In Word, all you need to do is find an example of something to convert to stylesheets, right-click on it, and go into the “Styles” section of the contextual menu. Don’t be distracted by all of the fancy graphics, you don’t want to actually choose a style yet, that will just change this one single spot. Instead, toward the bottom, use “Select All Text with Similar Formatting”. You may not be able to see it, but every single bit of text in the manuscript that looks like the thing you right-clicked on is now selected. Now click on a style in the ribbon that matches what you are trying to do. “Normal” for the main body text, “Heading 1” for the main sub-division like Part or Chapter, “Quotes” and so on. The average document is only going to have a handful of formatting variations, so this shouldn’t take too long. I agree with Nom, this is a twenty minute (if that) thing you can do to dramatically boost how useful your final output is to everyone down the line as well as yourself.
Note, I’m basing my instructions on Office 2010 for PC. I’m guessing Mac 2011 is similar, but I can’t say what the process would be for older versions of Office. I do know this has been possible for many years, so a little Google should be helpful if these instructions do not match.
Pretty much describes how I approach MS Office (although using word processors heavily for over 25 years helps a bit too).
The beauty of styles for something like a thesis is that you can very easily match your output to university requirements (APA style in my department) and then modify when you realise that you forgot to indent the second-level heading and the third level should have been italics instead of bold and that table captions should be Wingdings instead of Times New Roman (or whatever obscure style-rule violation your supervisor/editor/proofreader finds for you).
Once you learn to use styles, you won’t go back, they are just too helpful.
Here is a way to work around OSX’s lack of built in styles when compiling out of Scrivener. I’m still working out the details so if anybody else uses this or something better, let me know!
Organize as usual with folders, text enclosures, and so on.
Be consistent about the paragraph styles you use. A good way to do this is to employ the “painted in” styles in the formatting toolbar (corrected to how you like to look at them, of course).
Compile straight to HTML.
Open the compiled file in OpenOffice or LibreOffice.
If you look at the source of the html file, you will see that OSX has changed all the paragraph styles. Some hierarchical styles do transfer over (H2, H3 for example) but others do not (blockquote).
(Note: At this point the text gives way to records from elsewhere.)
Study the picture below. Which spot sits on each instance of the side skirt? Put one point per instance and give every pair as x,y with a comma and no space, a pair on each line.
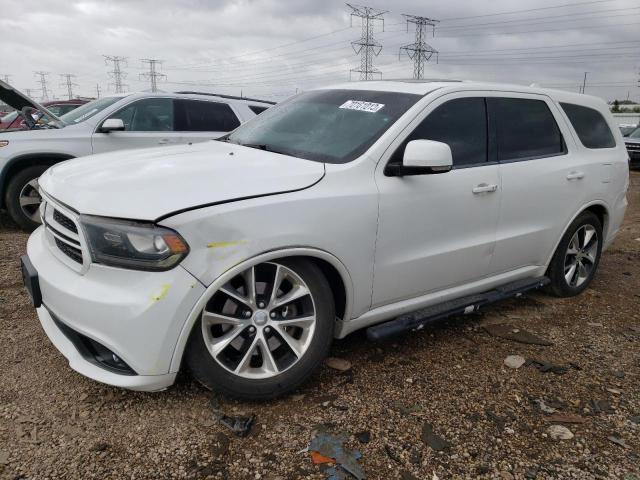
416,320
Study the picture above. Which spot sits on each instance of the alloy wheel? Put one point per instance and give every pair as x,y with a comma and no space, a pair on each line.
30,200
581,255
261,322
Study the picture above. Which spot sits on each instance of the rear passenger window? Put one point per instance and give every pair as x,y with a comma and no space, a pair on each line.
590,125
461,124
525,129
201,116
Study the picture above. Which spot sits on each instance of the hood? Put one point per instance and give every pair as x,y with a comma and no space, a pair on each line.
18,100
154,183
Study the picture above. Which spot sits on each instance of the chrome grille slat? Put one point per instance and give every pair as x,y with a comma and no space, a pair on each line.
64,236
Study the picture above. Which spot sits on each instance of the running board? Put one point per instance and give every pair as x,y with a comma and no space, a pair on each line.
417,320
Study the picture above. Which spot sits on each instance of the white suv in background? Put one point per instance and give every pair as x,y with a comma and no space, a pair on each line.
115,122
379,205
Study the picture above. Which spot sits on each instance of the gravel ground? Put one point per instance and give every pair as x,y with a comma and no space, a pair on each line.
56,424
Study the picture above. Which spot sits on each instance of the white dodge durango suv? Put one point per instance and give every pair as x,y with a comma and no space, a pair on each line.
379,205
115,122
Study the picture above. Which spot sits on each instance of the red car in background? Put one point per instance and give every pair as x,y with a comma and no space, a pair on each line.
13,121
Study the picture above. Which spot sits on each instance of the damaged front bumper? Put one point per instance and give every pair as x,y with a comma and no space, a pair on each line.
134,317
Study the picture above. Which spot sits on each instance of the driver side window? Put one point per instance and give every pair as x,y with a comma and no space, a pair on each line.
147,115
460,123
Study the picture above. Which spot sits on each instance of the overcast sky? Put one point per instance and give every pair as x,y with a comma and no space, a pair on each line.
270,48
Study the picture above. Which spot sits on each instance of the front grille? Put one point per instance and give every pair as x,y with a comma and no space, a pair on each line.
73,253
65,221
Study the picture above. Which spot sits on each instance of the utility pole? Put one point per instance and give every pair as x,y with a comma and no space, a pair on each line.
419,51
152,75
117,74
584,82
367,47
68,83
43,84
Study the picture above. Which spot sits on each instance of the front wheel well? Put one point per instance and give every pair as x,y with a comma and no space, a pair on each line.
20,163
335,282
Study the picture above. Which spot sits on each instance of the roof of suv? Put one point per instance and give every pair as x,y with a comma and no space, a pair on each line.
426,86
190,94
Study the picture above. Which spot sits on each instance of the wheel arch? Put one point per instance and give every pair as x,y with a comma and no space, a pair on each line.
27,160
336,272
599,208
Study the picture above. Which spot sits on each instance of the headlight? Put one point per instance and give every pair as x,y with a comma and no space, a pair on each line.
135,245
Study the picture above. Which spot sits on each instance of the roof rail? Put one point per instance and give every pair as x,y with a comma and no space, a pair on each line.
232,97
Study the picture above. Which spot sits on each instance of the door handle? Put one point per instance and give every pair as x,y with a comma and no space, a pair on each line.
575,176
484,188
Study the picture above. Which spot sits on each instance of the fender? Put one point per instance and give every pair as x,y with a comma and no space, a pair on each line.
55,157
600,203
233,271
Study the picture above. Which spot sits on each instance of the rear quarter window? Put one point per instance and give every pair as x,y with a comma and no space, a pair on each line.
590,125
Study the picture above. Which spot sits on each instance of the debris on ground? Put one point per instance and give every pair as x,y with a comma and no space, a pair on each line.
327,446
545,366
240,425
601,406
544,408
566,418
618,441
339,364
559,432
514,361
435,441
515,334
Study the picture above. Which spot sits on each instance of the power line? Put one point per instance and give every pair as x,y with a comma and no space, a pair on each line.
511,12
117,74
152,75
43,84
419,51
68,83
367,47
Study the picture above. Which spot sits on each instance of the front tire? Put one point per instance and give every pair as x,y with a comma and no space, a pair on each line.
264,332
23,198
576,259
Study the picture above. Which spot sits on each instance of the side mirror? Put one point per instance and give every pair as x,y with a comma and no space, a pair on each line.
112,125
422,157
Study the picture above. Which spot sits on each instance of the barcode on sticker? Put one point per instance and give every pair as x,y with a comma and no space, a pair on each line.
362,106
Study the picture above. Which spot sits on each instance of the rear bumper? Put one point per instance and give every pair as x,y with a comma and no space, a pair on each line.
135,315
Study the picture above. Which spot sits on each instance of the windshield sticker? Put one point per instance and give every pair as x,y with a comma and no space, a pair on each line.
362,106
89,113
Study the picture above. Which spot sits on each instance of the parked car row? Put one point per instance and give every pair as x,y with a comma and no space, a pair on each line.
115,122
380,205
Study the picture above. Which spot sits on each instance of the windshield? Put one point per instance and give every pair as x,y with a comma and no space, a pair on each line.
88,110
332,126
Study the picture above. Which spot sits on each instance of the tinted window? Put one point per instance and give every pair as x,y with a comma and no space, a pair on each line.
590,125
200,116
148,115
525,129
461,124
257,110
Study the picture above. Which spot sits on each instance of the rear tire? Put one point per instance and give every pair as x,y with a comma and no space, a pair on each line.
23,199
239,368
576,259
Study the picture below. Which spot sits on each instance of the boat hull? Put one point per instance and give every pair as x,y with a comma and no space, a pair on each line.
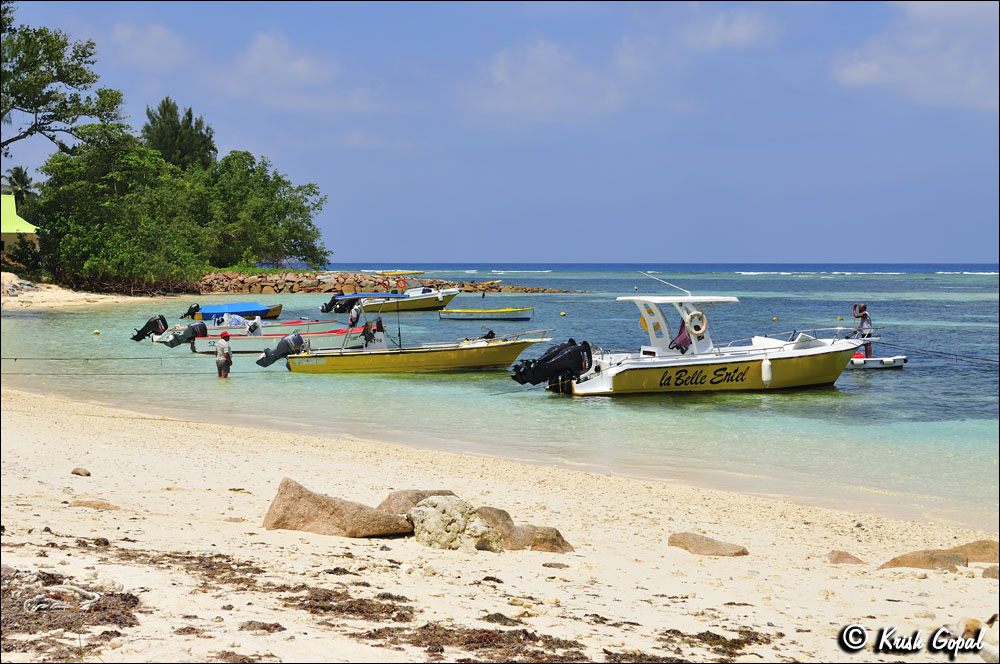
249,344
472,356
486,314
723,375
895,362
212,311
429,302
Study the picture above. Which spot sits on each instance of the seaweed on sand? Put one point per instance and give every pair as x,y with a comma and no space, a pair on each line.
492,645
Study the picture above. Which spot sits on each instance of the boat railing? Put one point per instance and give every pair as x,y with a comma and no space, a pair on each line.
789,337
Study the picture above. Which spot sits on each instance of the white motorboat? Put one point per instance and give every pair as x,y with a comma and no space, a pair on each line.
689,360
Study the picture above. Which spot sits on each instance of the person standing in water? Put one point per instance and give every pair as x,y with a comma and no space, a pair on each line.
223,356
865,327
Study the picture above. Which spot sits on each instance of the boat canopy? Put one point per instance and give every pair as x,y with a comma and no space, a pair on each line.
680,299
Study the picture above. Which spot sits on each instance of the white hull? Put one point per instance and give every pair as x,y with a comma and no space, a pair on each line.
894,362
316,341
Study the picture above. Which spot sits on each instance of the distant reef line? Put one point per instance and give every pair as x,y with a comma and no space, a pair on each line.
346,282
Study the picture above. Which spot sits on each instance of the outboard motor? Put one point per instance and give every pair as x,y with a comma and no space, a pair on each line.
195,329
332,304
155,325
567,360
287,346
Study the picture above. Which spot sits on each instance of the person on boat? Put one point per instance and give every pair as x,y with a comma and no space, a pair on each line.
223,356
865,327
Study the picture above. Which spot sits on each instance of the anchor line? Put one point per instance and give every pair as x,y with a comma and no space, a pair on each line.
965,358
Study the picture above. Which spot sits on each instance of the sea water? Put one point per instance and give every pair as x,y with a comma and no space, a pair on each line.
921,442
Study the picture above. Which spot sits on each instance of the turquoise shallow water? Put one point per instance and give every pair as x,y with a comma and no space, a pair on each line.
917,443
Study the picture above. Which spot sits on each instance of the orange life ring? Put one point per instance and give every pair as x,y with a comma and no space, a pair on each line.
696,322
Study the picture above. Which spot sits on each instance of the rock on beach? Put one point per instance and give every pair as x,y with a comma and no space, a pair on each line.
297,508
448,522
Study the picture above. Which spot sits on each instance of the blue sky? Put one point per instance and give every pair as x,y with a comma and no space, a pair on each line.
589,132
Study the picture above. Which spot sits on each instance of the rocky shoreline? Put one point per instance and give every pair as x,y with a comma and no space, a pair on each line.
346,282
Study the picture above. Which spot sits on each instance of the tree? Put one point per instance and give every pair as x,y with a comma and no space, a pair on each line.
260,213
181,141
118,216
45,78
18,183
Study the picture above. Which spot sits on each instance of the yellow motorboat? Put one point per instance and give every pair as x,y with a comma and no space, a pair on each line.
689,360
465,355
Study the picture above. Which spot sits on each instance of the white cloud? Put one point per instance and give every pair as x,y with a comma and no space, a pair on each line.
730,30
936,53
154,48
276,74
541,82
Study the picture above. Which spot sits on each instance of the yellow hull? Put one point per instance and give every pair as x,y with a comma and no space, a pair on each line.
801,371
497,355
410,304
273,312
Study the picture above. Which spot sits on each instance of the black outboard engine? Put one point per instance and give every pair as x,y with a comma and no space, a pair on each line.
195,329
345,305
155,325
564,362
288,345
332,304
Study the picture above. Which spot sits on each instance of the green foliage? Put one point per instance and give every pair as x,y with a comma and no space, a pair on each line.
257,210
182,141
44,82
18,182
118,216
25,253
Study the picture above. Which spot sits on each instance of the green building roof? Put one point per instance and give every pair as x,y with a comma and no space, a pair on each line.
11,223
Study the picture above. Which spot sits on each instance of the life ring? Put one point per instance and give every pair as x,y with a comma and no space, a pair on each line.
696,323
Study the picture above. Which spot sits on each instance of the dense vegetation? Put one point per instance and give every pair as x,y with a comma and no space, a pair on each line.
140,213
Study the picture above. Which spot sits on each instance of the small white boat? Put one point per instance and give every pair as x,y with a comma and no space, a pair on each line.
859,361
518,313
688,359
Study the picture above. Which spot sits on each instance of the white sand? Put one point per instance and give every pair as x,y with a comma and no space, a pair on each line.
183,486
49,296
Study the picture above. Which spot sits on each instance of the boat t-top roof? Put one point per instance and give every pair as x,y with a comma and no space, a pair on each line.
680,299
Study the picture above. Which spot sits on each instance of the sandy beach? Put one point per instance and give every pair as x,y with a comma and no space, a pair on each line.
49,296
183,534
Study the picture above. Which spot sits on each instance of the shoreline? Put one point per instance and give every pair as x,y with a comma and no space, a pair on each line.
918,509
180,490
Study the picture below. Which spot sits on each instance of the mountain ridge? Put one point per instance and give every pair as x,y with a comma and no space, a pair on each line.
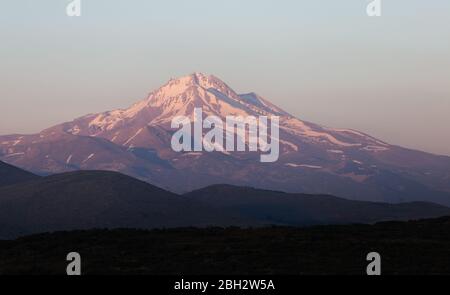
102,199
313,159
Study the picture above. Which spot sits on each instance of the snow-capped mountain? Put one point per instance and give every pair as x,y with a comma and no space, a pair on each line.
313,158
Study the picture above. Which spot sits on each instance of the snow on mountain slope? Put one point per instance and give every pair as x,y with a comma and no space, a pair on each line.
313,159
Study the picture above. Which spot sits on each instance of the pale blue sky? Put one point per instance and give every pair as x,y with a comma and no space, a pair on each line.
322,60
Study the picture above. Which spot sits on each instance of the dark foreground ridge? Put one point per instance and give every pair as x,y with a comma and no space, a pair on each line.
415,247
86,200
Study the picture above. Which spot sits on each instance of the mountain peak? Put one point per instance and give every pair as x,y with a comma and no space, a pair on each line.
180,85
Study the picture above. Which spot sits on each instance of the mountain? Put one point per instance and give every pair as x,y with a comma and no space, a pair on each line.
407,248
96,199
272,207
11,175
313,158
100,199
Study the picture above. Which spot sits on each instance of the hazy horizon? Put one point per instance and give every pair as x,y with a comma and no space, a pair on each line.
327,63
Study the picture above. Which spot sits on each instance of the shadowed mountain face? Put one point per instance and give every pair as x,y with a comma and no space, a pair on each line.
313,159
12,175
95,199
273,207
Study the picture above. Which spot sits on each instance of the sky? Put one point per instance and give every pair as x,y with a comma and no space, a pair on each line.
324,61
Instead, they are text body substyles such as “p.14” or “p.21” – this is the way such styles work in the underlying OSX rich text programs.
Once you know that “p.7” is what you meant to be a blockquote, you can use LibreOffice or OpenOffice’s Search and Replace / Search for Styles, to replace all “p.7” styles with “blockquote” styles.
Another twist is to save all your styles in a template or .ott file, open that, and insert the compiled html file as a section. Removing that section then makes it editable so you can replace “p.16” with “my_blockquote_style”
I presume much the same process works in Microsoft Word, but it has been years since I used Word.